Знакомство кончилось любовью. Теперь-то я знаю, что трапеза будет безошибочной, если ее начать с хлебов — с припухлого, как лаваш, нана, с начиненного толченой картошкой алу-парати, с пузыря пури, напоминающего воздушный шарик. Попеременно макая эти пшеничные радости в кислый тамариндовый соус, густую чечевичную похлебку — дал, за которую Исав продал первородство, жгучую зеленую приправу из перцев и освежающую раиту, умно соединившую йогурт с тертым огурцом, вы забудете об остальном.
Хлеб — самая убедительная часть индийского обеда. Об остальном мы знаем куда меньше, чем думаем.
Индусы (а ведь есть еще мусульмане) в еде безмерно осторожны. Толкуя метаболизм напрямую, они считают: ты есть то, что ты ешь. Всегда помня об этом, в Индии строят свое тело с тем же трепетом, что христиане-душу.
Веды предписывают мудрым питаться пресным, храбрым — острым, ленивым — мясом. «Горячащие», возбуждающие сладострастие продукты, например — мед, запрещены вдовам, монахам и студентам на время экзаменов. Оберегая всякую жизнь, джайны кормятся лишь тем, что растет выше земли, и не едят в сумерки, чтобы случайно не проглотить букашку. Низшие касты не должны даже видеть то, что едят высшие. Боясь осквернить еду, повар не смеет ничего пробовать.
На практике все еще сложнее.

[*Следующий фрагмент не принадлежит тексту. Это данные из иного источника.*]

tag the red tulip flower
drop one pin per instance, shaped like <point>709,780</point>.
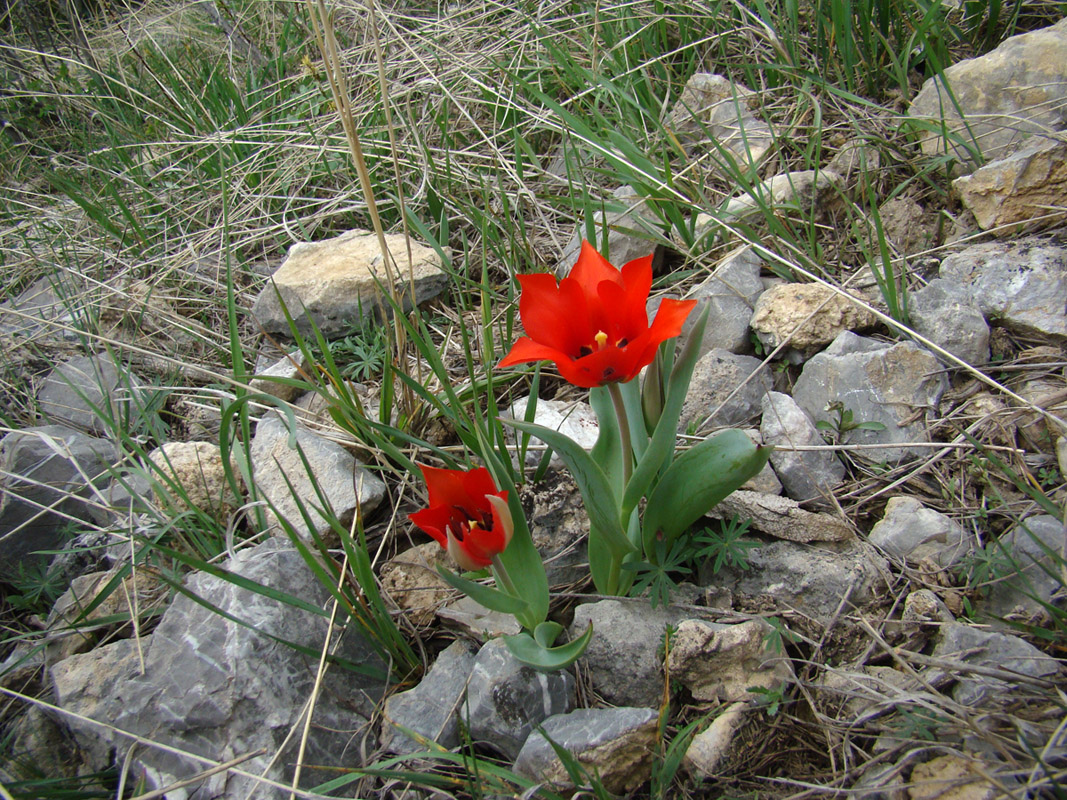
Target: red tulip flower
<point>466,515</point>
<point>593,324</point>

В индийском колледже бывает с десяток столовых — для брахманов, вегетарианцев, христиан, христиан-сирийцев, космополитов…

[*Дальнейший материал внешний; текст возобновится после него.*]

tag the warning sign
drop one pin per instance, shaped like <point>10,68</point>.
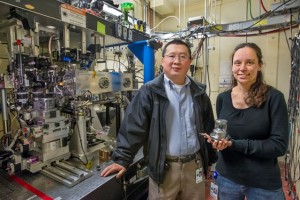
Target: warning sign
<point>73,15</point>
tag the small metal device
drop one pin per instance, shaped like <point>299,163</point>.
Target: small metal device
<point>220,130</point>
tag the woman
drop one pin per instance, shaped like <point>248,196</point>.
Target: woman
<point>257,119</point>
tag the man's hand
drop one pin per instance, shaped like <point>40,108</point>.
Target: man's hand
<point>112,169</point>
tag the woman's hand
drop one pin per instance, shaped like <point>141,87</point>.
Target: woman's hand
<point>217,144</point>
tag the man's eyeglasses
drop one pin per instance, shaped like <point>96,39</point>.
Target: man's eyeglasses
<point>180,57</point>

Вся эта немыслимо сложная социально-религиозная система составляет уникальную и непереводимую, как поэзия скальдов, кулинарную поэтику. Не умея в ней разобраться, европейцы вывезли из Индии лишь самое очевидное — пряности. Но сперва не было даже их.
Русский аристократ Салтыков, в середине XIX века осмотревший с паланкина всю Индию, так описывал обед британского офицера: «та же ветчина, тот же фаршированный гусь, те же копченые сельди, сливовый пудинг, сыр, орехи и водка». От такой диеты англичане, не рискующие являться на бал без перчаток и в пятидесятиградусную жару, мерли, как мухи. Ответом на вызов климата стала колониальная кухня, которую мы, собственно, и зовем индийской. Смысл ее — в сочетании знакомого сырья с местными специями.